L'organisation du Magen David Adom n'est pas officiellement reconnue à ce jour, mais elle coopère avec certaines composantes du Mouvement. Pouvez-vous préciser lesquelles et la nature de cette coopération?
Avant septembre 2000, nous avions renforcé notre coopération avec le Croissant-Rouge palestinien et élaboré une série de projets communs avec des Sociétés nationales de pays voisins. Leur mise en œuvre est aujourd'hui suspendue à l'évolution de la situation politique.

Le Magen David Adom a fourni une aide humanitaire en Bosnie, en Erythrée, en Ethiopie, en Turquie et en Inde. Il a noué des contacts et formulé des projets avec diverses Sociétés nationales, soit bilatéralement soit par le truchement de la Fédération, dans des domaines tels que la recherche de personnes, les unités d'intervention d'urgence, les services de sang et la formation médicale.

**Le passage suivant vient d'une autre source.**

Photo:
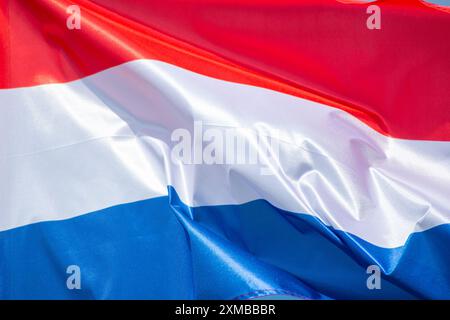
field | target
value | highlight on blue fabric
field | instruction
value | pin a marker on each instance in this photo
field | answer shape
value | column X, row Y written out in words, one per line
column 162, row 249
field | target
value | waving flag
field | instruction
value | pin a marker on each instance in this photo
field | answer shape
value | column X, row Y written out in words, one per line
column 214, row 149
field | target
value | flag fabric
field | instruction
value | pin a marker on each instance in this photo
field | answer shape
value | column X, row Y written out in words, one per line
column 349, row 125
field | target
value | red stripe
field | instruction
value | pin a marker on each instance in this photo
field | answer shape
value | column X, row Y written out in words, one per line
column 397, row 79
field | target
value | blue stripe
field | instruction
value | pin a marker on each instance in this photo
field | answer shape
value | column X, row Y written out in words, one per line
column 162, row 249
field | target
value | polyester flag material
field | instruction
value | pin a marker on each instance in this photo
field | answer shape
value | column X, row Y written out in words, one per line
column 119, row 123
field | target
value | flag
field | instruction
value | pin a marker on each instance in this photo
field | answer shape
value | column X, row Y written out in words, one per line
column 208, row 149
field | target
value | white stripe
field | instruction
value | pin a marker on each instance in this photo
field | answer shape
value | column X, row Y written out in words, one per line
column 70, row 149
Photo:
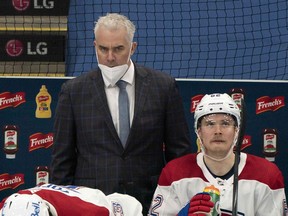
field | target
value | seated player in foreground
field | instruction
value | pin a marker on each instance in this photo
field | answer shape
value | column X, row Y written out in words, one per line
column 183, row 182
column 55, row 200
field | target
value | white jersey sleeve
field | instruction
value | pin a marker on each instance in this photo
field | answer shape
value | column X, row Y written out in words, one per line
column 83, row 201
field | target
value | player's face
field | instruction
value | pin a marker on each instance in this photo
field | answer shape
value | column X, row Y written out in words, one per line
column 217, row 132
column 113, row 47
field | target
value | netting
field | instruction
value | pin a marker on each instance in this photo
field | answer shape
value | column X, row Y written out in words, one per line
column 218, row 39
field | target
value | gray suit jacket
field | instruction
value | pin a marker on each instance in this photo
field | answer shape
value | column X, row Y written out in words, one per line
column 87, row 150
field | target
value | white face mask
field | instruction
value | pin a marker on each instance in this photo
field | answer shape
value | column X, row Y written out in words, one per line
column 113, row 74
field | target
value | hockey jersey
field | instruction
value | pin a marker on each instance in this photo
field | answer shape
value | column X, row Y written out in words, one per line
column 83, row 201
column 260, row 187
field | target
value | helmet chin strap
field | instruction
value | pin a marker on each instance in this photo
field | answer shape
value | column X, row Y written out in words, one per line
column 217, row 159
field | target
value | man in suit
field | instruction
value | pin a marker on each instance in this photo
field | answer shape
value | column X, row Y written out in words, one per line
column 87, row 149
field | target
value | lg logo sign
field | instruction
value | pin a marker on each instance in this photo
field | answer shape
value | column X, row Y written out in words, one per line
column 15, row 48
column 22, row 5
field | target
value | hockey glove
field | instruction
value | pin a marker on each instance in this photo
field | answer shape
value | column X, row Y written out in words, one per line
column 200, row 204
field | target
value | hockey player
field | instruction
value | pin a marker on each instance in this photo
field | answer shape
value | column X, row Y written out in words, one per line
column 183, row 180
column 54, row 200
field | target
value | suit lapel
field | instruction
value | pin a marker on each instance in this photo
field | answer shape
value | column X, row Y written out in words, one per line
column 99, row 96
column 142, row 81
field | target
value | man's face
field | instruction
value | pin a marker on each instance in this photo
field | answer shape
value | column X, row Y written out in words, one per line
column 113, row 47
column 217, row 132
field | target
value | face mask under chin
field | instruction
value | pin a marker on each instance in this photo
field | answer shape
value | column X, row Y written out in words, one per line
column 113, row 74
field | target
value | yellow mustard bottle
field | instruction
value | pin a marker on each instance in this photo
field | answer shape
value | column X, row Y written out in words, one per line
column 43, row 101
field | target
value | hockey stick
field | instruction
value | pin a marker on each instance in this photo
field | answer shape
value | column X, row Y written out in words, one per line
column 237, row 156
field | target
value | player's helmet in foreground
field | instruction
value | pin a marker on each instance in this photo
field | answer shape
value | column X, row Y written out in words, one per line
column 216, row 103
column 24, row 205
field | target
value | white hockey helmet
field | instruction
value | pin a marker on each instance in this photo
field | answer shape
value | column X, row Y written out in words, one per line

Avec la Croix-Rouge américaine, nous collaborons à des programmes de transplantation de moelle osseuse, de recherche de personnes et de diffusion du DIH.

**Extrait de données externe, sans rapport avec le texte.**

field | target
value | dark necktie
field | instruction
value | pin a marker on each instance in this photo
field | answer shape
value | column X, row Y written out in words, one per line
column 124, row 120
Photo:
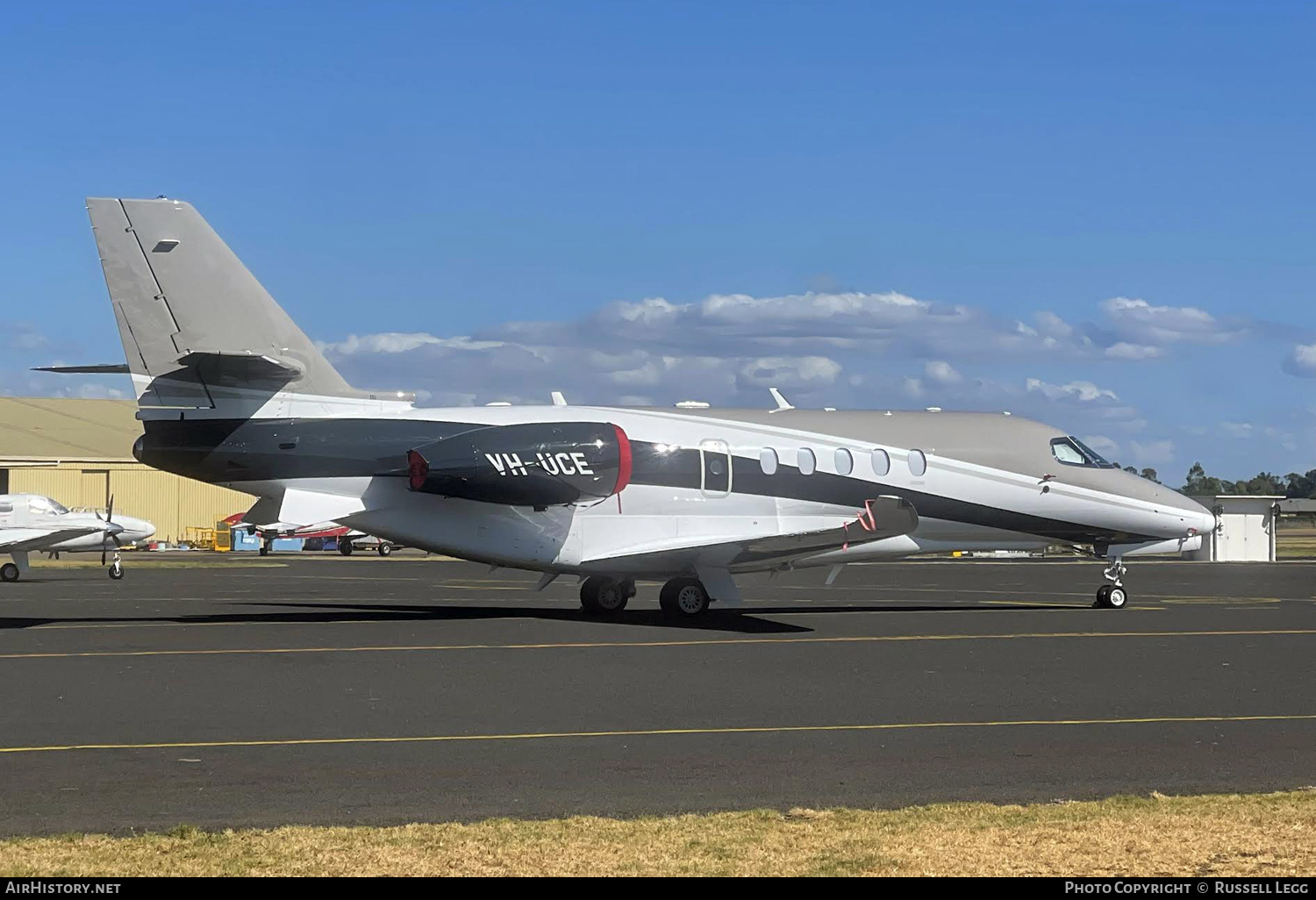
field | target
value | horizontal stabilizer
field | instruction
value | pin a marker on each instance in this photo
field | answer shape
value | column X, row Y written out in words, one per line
column 315, row 508
column 103, row 368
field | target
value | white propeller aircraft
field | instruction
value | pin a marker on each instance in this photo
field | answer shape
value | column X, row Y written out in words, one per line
column 29, row 521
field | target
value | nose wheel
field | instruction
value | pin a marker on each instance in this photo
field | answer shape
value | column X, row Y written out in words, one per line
column 1113, row 596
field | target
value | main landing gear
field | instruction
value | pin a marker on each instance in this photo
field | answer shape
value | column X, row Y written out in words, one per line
column 602, row 595
column 1113, row 596
column 681, row 597
column 684, row 597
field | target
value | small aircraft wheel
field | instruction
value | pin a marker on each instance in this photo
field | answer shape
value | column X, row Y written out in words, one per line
column 683, row 596
column 1111, row 596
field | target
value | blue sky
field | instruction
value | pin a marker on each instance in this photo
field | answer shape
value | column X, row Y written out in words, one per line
column 1102, row 215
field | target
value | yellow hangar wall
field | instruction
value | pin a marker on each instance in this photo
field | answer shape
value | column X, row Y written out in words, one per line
column 78, row 450
column 168, row 502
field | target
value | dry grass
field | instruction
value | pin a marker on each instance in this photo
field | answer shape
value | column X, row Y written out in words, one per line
column 1249, row 834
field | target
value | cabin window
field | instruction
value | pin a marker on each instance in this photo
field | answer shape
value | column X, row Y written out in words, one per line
column 918, row 463
column 881, row 462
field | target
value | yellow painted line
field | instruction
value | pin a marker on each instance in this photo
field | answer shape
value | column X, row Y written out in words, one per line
column 662, row 732
column 597, row 645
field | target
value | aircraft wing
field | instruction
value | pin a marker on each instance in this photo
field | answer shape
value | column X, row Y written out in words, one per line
column 18, row 539
column 795, row 537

Quelle est votre position sur le processus en cours visant à adopter un troisième Protocole additionnel aux Conventions de Genève et quelles en seraient les implications pour votre organisation?
En principe, le Magen David Adom comme l'État d'Israël sont favorables à l'adoption du troisième Protocole, avec toutefois certaines réserves qui ne devraient pas être insurmontables.

Le processus est quoi qu'il en soit aux mains des Etats parties. Dans l'intervalle, le Magen David Adom, la Fédération et le CICR doivent continuer de rechercher une solution qui nous permette d'être étroitement associés au Mouvement en attendant que la situation politique se débloque et n'aboutisse à la reconnaissance pleine et entière de notre organisation. Cette reconnaissance nous permettrait de faire bénéficier de nombreuses autres Sociétés nationales de notre expérience et de nos compétences et contribuerait par là-même à renforcer le Mouvement.

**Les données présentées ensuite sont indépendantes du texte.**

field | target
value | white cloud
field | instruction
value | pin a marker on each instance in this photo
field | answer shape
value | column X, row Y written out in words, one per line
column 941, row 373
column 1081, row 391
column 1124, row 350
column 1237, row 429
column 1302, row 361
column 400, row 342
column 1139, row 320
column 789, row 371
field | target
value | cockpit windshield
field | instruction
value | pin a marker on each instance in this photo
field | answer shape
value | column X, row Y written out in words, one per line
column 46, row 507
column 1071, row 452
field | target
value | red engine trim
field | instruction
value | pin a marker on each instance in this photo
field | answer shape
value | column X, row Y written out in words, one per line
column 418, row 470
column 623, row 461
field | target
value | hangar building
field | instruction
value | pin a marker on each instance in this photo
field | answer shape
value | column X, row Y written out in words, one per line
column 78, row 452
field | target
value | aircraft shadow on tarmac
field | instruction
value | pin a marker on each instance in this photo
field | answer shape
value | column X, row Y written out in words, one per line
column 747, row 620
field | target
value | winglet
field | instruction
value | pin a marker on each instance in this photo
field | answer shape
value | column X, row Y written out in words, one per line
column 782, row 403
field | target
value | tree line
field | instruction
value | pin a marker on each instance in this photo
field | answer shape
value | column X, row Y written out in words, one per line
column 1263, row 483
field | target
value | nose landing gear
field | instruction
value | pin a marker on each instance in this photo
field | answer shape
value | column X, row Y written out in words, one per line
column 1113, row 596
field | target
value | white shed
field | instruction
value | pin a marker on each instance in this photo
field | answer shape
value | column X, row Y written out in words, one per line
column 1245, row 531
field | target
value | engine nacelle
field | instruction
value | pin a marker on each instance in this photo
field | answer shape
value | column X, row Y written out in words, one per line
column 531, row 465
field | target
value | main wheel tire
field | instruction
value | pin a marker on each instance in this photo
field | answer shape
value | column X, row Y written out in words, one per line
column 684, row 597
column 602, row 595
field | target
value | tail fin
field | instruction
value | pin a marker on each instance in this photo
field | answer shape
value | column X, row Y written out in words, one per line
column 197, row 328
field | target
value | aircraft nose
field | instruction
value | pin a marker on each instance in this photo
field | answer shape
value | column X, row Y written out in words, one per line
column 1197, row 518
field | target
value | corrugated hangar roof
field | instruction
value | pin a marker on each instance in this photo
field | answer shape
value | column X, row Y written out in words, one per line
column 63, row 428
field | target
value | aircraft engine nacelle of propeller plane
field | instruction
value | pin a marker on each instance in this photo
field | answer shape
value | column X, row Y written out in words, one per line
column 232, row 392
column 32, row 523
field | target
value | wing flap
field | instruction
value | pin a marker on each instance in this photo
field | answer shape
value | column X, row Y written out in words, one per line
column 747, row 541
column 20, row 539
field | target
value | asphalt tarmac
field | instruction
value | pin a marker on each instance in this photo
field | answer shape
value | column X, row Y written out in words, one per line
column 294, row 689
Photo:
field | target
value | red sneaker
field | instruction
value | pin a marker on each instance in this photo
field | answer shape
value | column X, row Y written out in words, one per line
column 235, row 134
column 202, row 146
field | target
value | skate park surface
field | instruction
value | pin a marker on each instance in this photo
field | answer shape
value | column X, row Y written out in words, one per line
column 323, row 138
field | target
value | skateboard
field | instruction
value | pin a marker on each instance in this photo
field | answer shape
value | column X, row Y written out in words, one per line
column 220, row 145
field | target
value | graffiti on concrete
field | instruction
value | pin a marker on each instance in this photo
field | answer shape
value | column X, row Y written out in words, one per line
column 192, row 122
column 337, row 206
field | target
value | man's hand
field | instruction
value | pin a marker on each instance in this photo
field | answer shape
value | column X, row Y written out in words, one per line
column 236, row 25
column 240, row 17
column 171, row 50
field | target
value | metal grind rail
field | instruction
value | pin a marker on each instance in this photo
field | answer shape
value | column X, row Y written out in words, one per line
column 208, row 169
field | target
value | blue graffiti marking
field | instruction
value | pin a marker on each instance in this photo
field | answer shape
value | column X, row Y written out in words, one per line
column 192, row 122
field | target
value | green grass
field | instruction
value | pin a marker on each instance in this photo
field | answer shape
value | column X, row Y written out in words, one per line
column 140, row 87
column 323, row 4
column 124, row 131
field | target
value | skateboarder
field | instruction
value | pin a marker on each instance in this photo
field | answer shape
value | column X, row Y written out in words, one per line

Quels sont les principaux défis actuels pour votre organisation?
Nous nous efforçons de faire face à l'augmentation des besoins consécutive au soulèvement, qui met à rude épreuve nos ressources. Dans le même temps, nous devons nous employer
à élargir l'éventail de nos activités afin d'aider nos concitoyens vulnérables, qu'ils soient juifs ou arabes. Enfin, nous voulons nous engager davantage dans les efforts internationaux de diffusion du DIH.

 
 

Quel est votre plus grand espoir pour 2002?
Mon principal souhait est que les choses s'améliorent pour les Palestiniens comme pour les Israéliens. J'espère aussi que le Magen David Adom sera accueilli à bras ouverts par le Mouvement. Enfin, je souhaiterais renforcer nos liens avec les Sociétés du Croissant-Rouge des pays voisins. Nous sommes prêts à coopérer et à nouer des amitiés avec chacune d'entre elles.

Propos recueillis le 24 janvier 2002 par Aleksandra Matijevic, responsable de la communication du CICR à Jérusalem.

Aleksandra Matijevic
Aleksandra Matijevic est responsable de la communication du CICR à Jérusalem.

 

Depuis la fin septembre 2000 au 21 mars 2002, trois membres du Croissant-Rouge palestinien (CRP) ont été tués et 126 volontaires et employés ont été blessés dans l'accomplissement de leur missions de premiers secours. Durant la même période, six membres du service des urgences du Magen David Adom (MDA) ont été blessés au cours d'interventions sanitaires.